Hayes spent the winter and spring consolidating. No first-time call-ups in January camp. The SheBelieves Cup used to test depth — this one felt more like confirmation. The U.S. beat Argentina, Canada, and Colombia and lifted the trophy. The hierarchy looked settled.

Then the club season kicked off, and the picture got complicated fast.

Swanson and Davidson are back — and they matter

Mallory Swanson is the most important name in this conversation. She missed the SheBelieves Cup on maternity leave, which means she's walking back into a national team environment that has moved on without her. Hayes runs a system built on relationships forged in camp. Swanson has none of that recent muscle memory.

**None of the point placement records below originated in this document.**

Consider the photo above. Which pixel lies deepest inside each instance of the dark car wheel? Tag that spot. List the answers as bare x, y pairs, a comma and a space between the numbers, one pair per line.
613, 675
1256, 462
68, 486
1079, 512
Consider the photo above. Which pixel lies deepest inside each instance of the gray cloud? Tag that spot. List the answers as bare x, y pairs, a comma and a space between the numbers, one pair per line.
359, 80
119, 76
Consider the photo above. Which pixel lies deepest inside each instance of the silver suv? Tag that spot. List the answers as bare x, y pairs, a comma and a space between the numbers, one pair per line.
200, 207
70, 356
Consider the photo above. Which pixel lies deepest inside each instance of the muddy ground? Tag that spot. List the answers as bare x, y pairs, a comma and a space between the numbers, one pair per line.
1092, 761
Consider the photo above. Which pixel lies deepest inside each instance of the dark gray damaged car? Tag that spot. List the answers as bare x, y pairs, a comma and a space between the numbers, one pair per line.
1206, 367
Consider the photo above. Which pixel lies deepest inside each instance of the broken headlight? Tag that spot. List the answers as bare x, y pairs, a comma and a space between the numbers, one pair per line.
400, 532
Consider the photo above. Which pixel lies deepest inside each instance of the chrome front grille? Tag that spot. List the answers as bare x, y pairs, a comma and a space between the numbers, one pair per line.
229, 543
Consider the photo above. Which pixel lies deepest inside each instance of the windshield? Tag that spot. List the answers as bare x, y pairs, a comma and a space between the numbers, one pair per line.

But watch what she's done with Portland since returning. Fifteen minutes in her first game back, then 31, then 45, then a start and 68 minutes against Kansas City. Each appearance she showed the hold-up play, defensive press, and instinct for goal that made her the best forward in the program. She hasn't scored yet, and she's not 90-minute fit. Both of those change soon.

Hayes needs to get her in camp now — not to hand her a starting spot, but to start rebuilding the connective tissue. "We have to keep that core of that team together for as long as possible," Hayes said. Swanson is core. The clock is already running.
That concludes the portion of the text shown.